Referred to as Regione Marcello in the tenth century, by the 12th century, its name had changed to indicate that it included parts of the city around the fish market, which had moved from the Forum Piscarium, located near the Forum Romanum, into the ruins of the Porticus Octaviae, though it still included the Theatre of Marcellus, which now housed the shops of smiths and coppersmiths inside the arcades of the theater.

It also included the most important church of the rione, Sant'Angelo in Foro Piscium ('St. Angel in the Fish Market'). This church, erected in 770 inside the Propylea of the Portico of Octavia, had a great historical importance during the Middle Ages. From here, on the Whitsunday of 1347, the Romans, led by Cola di Rienzo, launched the assault on the Capitol, attempting to restore the Roman Republic.

This region now forms part of the region of Sant'Angelo.

===XI Ripe et Marmorate===
Includes part of the city that bounded on the east bank of the old Port of Rome, the Ripa Grande ('Great Bank'), it was constructed after the Second Punic War, and was only abandoned in the 19th century. The area of the Marmorate referred to the river bank south of the Aventine Hill where, since the imperial age, rough blocks of different kinds of marble (marmora), shipped to Rome from the East, were stored in a large deposit area, called the emporium.

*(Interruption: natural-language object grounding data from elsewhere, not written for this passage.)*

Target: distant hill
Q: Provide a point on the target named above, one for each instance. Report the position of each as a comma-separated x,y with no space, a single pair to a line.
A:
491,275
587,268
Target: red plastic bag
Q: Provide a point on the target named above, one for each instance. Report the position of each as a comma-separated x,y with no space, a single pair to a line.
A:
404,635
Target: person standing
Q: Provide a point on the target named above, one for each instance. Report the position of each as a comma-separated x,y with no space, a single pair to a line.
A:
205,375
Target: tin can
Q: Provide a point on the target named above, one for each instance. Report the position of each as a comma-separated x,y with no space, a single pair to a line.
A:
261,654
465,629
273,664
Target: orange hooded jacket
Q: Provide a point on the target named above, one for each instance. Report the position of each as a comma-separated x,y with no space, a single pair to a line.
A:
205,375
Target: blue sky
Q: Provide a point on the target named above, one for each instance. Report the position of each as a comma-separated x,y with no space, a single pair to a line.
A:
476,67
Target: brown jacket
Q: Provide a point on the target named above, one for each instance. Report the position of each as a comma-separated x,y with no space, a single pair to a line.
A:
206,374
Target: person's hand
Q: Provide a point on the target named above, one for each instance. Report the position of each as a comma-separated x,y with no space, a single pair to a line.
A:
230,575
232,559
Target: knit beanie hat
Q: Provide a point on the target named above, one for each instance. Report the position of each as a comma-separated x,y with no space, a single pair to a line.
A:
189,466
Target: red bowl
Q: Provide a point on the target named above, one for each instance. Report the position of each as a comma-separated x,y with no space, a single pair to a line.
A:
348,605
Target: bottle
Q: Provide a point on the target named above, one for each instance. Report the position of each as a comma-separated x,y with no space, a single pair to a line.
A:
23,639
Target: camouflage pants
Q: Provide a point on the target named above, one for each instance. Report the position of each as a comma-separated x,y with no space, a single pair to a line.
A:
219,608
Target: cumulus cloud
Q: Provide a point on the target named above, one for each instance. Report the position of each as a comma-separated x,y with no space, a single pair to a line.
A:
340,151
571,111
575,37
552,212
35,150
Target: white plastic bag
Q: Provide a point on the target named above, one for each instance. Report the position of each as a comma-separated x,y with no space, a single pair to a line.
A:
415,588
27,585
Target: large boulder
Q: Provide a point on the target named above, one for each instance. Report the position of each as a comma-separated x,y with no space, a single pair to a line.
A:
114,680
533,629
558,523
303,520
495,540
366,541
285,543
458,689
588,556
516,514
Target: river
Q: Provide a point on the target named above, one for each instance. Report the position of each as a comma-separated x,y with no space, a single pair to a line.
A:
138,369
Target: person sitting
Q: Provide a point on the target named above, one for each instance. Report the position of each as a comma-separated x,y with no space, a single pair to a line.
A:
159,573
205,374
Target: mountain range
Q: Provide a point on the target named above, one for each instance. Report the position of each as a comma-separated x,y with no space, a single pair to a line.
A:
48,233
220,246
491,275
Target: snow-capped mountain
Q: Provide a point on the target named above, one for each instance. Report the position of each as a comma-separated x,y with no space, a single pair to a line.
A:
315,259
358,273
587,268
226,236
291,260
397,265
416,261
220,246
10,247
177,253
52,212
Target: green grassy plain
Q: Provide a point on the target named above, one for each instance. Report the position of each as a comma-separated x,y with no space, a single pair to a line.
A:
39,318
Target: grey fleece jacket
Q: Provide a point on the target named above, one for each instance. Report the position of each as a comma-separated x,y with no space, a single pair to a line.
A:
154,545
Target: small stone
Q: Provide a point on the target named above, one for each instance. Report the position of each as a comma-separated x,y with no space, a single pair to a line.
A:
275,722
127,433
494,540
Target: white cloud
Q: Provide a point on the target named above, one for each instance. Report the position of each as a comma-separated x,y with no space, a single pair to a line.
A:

During the period of the high empire, a number of rich mansions stood here but they were mostly destroyed during the barbarian invasions of the 5th century, resulting in the area being almost completely abandoned, with the exception of a few convents on the heights of the Aventine Hill, located on a safer spot. The district became again inhabited during the Renaissance, when sometime during the 16th century the river port called Ripa Grande was made operational once again.

During the 13th century, the section where the Arch of Janus is located was included by the Frangipani family in their fortified estate, which stretched over the Palatine Hill and included the remains of the small Frangipani Tower at the southern end of the Circus Maximus, which was also within this region. The area also had the headquarters of the Knights Templar in Rome from the 11th to the 13th centuries.

The region incorporated parts of today’s Via Marmorata, and forms part of the modern rione of Ripa.

===XII Campitelli et S. Adriani===
During the 10th century, this region was referred to as the Clivus Argentarii, and it contained the streets that now connect the Corso with the Forum Romanum (the old Via di Marforio). It includes parts of the city around the Piazza di Campitelli, near Santa Maria in Campitelli, and forms part of the modern rione of Campitelli. It also included the church of Sant'Adriano al Foro.

===XIII Trastevere===
Originally a separate region in 1143 from the Tiber Island, these two regions were combined in the 13th century, bringing the total number of regions down to thirteen.

===XIV Insula Tiberina===
The Tiber Island. After its amalgamation with the region of Trastevere, Rome did not get a fourteenth region until 1586 when Sixtus V added the old Leonine City, considered until then outside the city, as a new administrative division, under the name of Borgo.